Growth During a Downturn
In periods of institutional uncertainty, marketing can become reactive, defensive, or fragmented.
While Washington and Lee University publicly debated a possible name change tied to its Confederate history, prospective students and families were making consequential decisions. Applications were open. Campus visits continued. Media scrutiny intensified. My responsibility was to steward the prospect experience ensuring transparency, consistency, and trust across every recruitment touchpoint.
At the same time, W&L was advancing a prospect-focused website redesign and expanding virtual recruitment infrastructure. The experience had to remain strong and forward-moving while the institution navigated public examination.

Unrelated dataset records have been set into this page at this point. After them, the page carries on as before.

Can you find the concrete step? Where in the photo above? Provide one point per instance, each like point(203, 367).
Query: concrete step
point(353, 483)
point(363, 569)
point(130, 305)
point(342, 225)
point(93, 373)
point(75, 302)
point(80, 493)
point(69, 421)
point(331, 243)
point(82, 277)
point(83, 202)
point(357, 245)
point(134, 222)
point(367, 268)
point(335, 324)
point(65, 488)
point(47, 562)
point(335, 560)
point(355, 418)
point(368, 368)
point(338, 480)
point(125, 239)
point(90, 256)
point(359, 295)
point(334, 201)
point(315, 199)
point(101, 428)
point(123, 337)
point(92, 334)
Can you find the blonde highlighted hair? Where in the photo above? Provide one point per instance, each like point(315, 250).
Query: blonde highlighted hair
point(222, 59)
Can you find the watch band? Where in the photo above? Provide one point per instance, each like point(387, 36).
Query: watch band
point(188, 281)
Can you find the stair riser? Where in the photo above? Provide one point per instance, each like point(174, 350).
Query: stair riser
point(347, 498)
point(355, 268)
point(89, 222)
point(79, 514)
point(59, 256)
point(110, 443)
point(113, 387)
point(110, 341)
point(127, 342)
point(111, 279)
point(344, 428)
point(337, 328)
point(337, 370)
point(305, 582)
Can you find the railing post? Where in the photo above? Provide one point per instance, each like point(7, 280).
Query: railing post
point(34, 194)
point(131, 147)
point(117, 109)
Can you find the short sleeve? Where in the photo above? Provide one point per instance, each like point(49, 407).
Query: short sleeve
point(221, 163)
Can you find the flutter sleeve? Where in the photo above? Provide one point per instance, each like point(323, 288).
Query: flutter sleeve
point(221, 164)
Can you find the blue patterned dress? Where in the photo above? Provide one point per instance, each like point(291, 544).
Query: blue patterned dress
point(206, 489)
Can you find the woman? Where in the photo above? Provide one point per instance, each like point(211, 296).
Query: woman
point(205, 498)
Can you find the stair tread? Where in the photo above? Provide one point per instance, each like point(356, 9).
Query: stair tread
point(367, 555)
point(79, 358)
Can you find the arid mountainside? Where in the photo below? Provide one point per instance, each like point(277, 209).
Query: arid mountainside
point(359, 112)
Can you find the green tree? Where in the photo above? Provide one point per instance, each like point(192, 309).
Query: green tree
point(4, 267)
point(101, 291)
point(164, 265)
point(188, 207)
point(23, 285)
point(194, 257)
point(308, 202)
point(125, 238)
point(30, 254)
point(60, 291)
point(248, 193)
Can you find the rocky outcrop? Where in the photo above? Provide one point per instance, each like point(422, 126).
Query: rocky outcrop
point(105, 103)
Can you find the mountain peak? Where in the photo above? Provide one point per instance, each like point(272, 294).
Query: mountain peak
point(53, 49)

I led the end-to-end prospect experience across web, email, digital platforms, and recruitment tools.
During this period, we:
Aligned recruitment messaging with official university communications without editorializing
Established messaging guardrails to ensure consistency across conversations
Maintained cohesion across web, email, counselor outreach, paid media, and digital channels
Simultaneously, we continued leading major experience initiatives, launching an online campus app, expanding virtual tours, refining IA, and optimizing performance, ensuring the broader recruitment ecosystem remained stable and future-focused.
Strategy and Approach
Clarity Without Commentary
Admissions materials did not debate institutional identity. They provided what families needed to make informed decisions and linked directly to official resources when appropriate.
Intentional Tone
Language was measured, empathetic, and mission-centered. It avoided defensiveness and avoided minimizing concern.
Cross-Channel Consistency
Owning the full prospect journey allowed me to eliminate message drift across website, email, counselor communications, and paid channels.
Visual Narrative Anchored in Place
During this period, I incorporated a unifying design element drawn from campus and the surrounding town: the distinctive Lexington brick. These hand-imprinted bricks are woven throughout campus walkways and the broader community. They represent permanence, craftsmanship, and connection to place. I used this brick motif across communications as a visual anchor.
The brick reflected:
The university’s deep roots in its local community
The idea that institutions are built layer by layer over time
The individual student journey within a larger collective
In a moment when conversations about history were complex and emotionally charged, this visual language offered a constructive way to acknowledge place and legacy without amplifying division.
Outcomes included:
Increased undergraduate applications by 32.5% during a national decline in enrollment.
Established a data-informed content strategy model now used for recruitment and alumni engagement.
Transformed a siloed web presence into an integrated, user-driven digital ecosystem that strengthened trust, equity, and conversion across every channel.